FDI Figures ‘Misleading’ – The London Economic
The London Economic

FDI Figures ‘Misleading’

FDI figures that show the UK enjoyed record breaking inward investment have been branded misleading.

New figures show that 2,213 inward investment projects were secured in 2015-16 – an 11 per cent increase on the previous year.

This led to around 116,000 jobs being created or safeguarded – the second highest number on record, the Department for International Trade said.

However Professor Nigel Driffield of Warwick Business School said that in the period that covers these figures the expectation among political commentators and pollsters was that the UK would vote ‘remain’, and so many potential investors for the year to 2016 may simply have discounted the Brexit factor.

Labour market flexibility is one of the main reasons why the UK remains so successful in attracting inward investment, but that could be significantly impacted by the vote to leave.

“Looking forward, the big unknown is what sort of Brexit we will have. It is clear that the UK’s membership of the single market is a key feature of FDI in the manufacturing sector, as well as in many service sectors including professional services and R&D.  What is equally important, however, to many firms is free movement of people.
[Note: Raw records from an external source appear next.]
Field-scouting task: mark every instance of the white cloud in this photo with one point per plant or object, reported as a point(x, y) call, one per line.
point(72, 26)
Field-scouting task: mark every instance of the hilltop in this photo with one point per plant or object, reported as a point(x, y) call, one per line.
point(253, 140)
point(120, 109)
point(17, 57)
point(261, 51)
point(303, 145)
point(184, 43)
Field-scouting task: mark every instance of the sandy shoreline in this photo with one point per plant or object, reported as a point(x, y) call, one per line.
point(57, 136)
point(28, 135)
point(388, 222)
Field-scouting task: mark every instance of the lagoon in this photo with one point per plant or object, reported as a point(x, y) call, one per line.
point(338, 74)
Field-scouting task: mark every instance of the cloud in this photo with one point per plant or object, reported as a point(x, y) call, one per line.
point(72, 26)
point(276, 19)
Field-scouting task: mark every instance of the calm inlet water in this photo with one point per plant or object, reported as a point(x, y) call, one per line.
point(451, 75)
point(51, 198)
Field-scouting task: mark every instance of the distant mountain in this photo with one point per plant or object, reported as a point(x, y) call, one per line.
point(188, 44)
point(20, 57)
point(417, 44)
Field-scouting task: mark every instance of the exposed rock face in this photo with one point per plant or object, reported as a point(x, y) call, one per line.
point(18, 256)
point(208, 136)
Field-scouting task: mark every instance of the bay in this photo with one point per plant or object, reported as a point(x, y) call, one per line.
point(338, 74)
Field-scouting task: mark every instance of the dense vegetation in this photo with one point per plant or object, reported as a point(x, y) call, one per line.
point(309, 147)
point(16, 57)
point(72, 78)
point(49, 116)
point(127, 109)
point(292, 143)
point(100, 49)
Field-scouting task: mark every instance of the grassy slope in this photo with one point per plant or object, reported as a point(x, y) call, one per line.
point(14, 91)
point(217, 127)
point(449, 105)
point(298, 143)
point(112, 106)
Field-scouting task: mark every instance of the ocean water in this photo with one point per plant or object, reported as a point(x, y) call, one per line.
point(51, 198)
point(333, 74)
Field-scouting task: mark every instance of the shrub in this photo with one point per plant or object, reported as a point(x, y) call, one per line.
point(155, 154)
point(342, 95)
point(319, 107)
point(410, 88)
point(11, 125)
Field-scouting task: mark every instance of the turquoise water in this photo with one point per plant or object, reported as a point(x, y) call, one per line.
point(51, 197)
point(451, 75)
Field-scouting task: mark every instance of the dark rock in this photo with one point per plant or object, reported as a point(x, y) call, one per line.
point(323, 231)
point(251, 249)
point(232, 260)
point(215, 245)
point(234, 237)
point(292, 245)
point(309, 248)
The largest European firms need to be able to relocate key staff without recourse to work permits or quotas.”

Although there are some plus points to the UK leaving Europe from an FDI perspective – currency devaluation, competitive tax regime – the uncertainty created by the vote could be potentially damaging.

“What is clear going forward is that the UK is going to remain open for inward investment, and indeed may have to work a bit harder to attract it at the same levels post-Brexit,” Driffield added.

“However, it is likely that higher proportions of investment coming into the UK will be acquisition of existing assets, and in property, rather than new activity which generates high value jobs. The biggest deterrent to inward investment is uncertainty, so whatever the Brexit deal finally becomes, the sooner that is sorted out the better in terms of the UK retaining its position as a leading destination for FDI.”